Discovery of Pyridyl Bis(oxy)dibenzimidamide Derivatives as Selective Matriptase Inhibitors

Rajeev Goswami; Subhendu Mukherjee; Gerd Wohlfahrt; Chakshusmathi Ghadiyaram; Jwala Nagaraj; Beeram Ravi Chandra; Ramesh K Sistla; Leena K Satyam; Dodheri S Samiulla; Anu Moilanen; Hosahalli S Subramanya; Murali Ramachandra

doi:10.1021/ml400213v

Discovery of Pyridyl Bis(oxy)dibenzimidamide Derivatives as Selective Matriptase Inhibitors

ACS Med Chem Lett. 2013 Oct 7;4(12):1152-7. doi: 10.1021/ml400213v. eCollection 2013 Dec 12.

Affiliations

¹ Aurigene Discovery Technologies Limited , 39-40 KIADB Industrial Area, Electronic City Phase II, Bangalore 560 100, India.
² Orion Corporation , Orionintie 1, FIN-02101 Espoo, Finland.
³ Orion Corporation , Tengströminkatu 8, FIN-20101 Turku, Finland.

Abstract

Matriptase belongs to trypsin-like serine proteases involved in matrix remodeling/degradation, growth regulation, survival, motility, and cell morphogenesis.

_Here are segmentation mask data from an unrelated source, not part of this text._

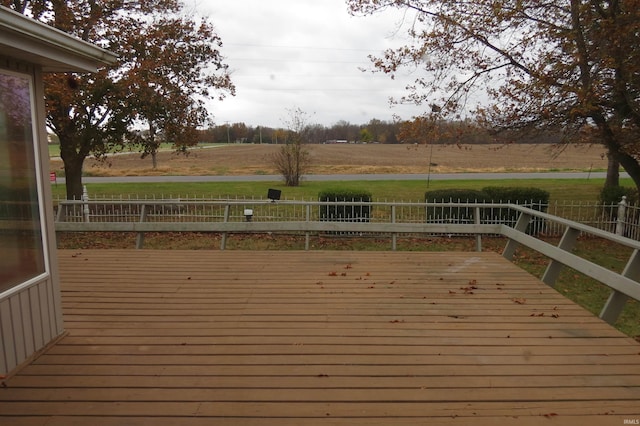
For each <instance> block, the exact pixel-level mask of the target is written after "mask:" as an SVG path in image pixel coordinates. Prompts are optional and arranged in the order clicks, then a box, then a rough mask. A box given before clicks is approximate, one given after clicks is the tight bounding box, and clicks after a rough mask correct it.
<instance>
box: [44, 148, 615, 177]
mask: <svg viewBox="0 0 640 426" xmlns="http://www.w3.org/2000/svg"><path fill="white" fill-rule="evenodd" d="M278 148H279V147H278V146H277V145H249V144H246V145H229V146H221V147H214V148H207V149H194V150H191V151H190V153H189V155H186V156H185V155H180V154H175V153H172V152H161V153H159V155H158V168H157V169H156V170H153V169H152V167H151V159H150V158H146V159H140V155H139V154H128V155H116V156H112V157H111V158H110V159H109V160H108V161H107V162H106V163H100V162H97V161H95V160H91V159H89V160H87V161H86V162H85V173H86V174H87V175H91V176H118V175H120V176H121V175H130V176H134V175H203V176H204V175H216V176H223V175H262V174H268V175H269V174H278V173H277V171H276V170H275V169H274V167H273V165H272V164H271V160H270V158H271V156H272V155H273V154H274V152H276V150H277V149H278ZM309 151H310V156H311V168H310V170H309V173H310V174H336V173H349V174H367V173H407V174H412V173H426V172H427V171H428V169H429V163H431V172H433V173H456V172H527V171H549V170H554V171H587V170H604V169H606V166H607V160H606V157H605V155H604V154H605V149H604V148H603V147H601V146H598V145H592V146H586V145H581V146H577V145H568V146H563V147H561V148H559V147H557V146H554V145H529V144H510V145H462V146H458V145H440V146H434V147H433V149H431V148H430V147H428V146H424V145H420V146H414V145H353V144H349V145H309ZM61 169H62V162H61V161H60V160H52V170H61Z"/></svg>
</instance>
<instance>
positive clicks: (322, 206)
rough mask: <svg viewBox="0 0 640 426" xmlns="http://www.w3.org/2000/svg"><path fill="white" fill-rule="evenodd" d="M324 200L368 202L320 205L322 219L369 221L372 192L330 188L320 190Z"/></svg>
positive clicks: (331, 201)
mask: <svg viewBox="0 0 640 426" xmlns="http://www.w3.org/2000/svg"><path fill="white" fill-rule="evenodd" d="M318 198H319V199H320V201H322V202H325V201H326V202H340V201H347V202H350V203H351V202H363V203H366V204H355V205H353V204H348V205H347V204H331V205H325V206H320V220H326V221H339V222H343V221H344V222H369V220H370V218H371V205H370V203H371V193H370V192H368V191H362V190H351V189H329V190H325V191H322V192H320V194H318Z"/></svg>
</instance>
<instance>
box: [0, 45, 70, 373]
mask: <svg viewBox="0 0 640 426" xmlns="http://www.w3.org/2000/svg"><path fill="white" fill-rule="evenodd" d="M0 68H3V69H8V70H11V71H18V72H21V73H28V74H31V75H32V76H33V79H34V91H35V100H36V101H35V115H36V116H35V117H34V120H36V121H35V123H37V125H36V127H37V129H36V135H35V137H36V138H37V140H38V144H37V146H38V149H39V151H40V155H39V156H38V157H37V158H38V160H39V166H40V167H39V171H40V178H41V183H42V185H41V191H40V203H42V205H43V206H44V208H43V212H44V217H43V218H42V220H43V233H44V235H45V242H46V244H47V249H46V250H45V253H46V256H47V259H46V262H47V264H48V268H47V269H48V273H47V274H46V275H45V276H44V277H42V278H41V279H39V280H37V281H35V282H32V283H31V284H30V285H29V286H26V287H22V288H20V290H19V291H15V292H8V295H5V296H3V297H0V376H4V375H7V374H9V373H11V371H12V370H14V369H15V368H16V367H18V366H20V365H21V364H22V363H24V362H25V361H27V360H29V359H30V358H32V357H33V356H34V354H36V353H37V352H38V351H40V350H42V349H43V348H44V347H46V346H47V345H48V344H49V343H50V342H51V341H52V340H53V339H55V338H56V337H57V336H59V335H61V334H62V333H63V332H64V327H63V321H62V309H61V305H60V288H59V282H60V281H59V274H58V269H57V265H58V262H57V255H56V240H55V232H54V224H53V209H52V207H51V206H52V205H53V204H52V196H51V186H50V183H49V152H48V147H47V138H46V129H45V105H44V91H43V83H42V70H41V69H40V67H34V66H32V65H29V64H24V63H18V62H15V61H13V60H11V59H10V58H6V57H2V56H0Z"/></svg>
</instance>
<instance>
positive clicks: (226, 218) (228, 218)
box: [220, 204, 230, 250]
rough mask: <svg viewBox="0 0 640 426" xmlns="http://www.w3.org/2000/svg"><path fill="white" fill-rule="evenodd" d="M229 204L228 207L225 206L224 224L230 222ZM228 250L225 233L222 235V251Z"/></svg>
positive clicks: (222, 233) (221, 240)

Herein, we report a structure-based approach, which led to the discovery of sulfonamide and amide derivatives of pyridyl bis(oxy)benzamidine as potent and selective matriptase inhibitors. Co-crystal structures of selected compounds in complex with matriptase supported compound designing. Additionally, WaterMap analyses indicated the possibility of occupying a distinct pocket within the catalytic domain, exploration of which resulted in >100-fold improvement in potency. Co-crystal structure of 10 with matriptase revealed critical interactions leading to potent target inhibition and selectivity against other serine proteases.

Keywords: Matriptase; SAR; cancer; crystal structure; pyridyl dibenzimidamide.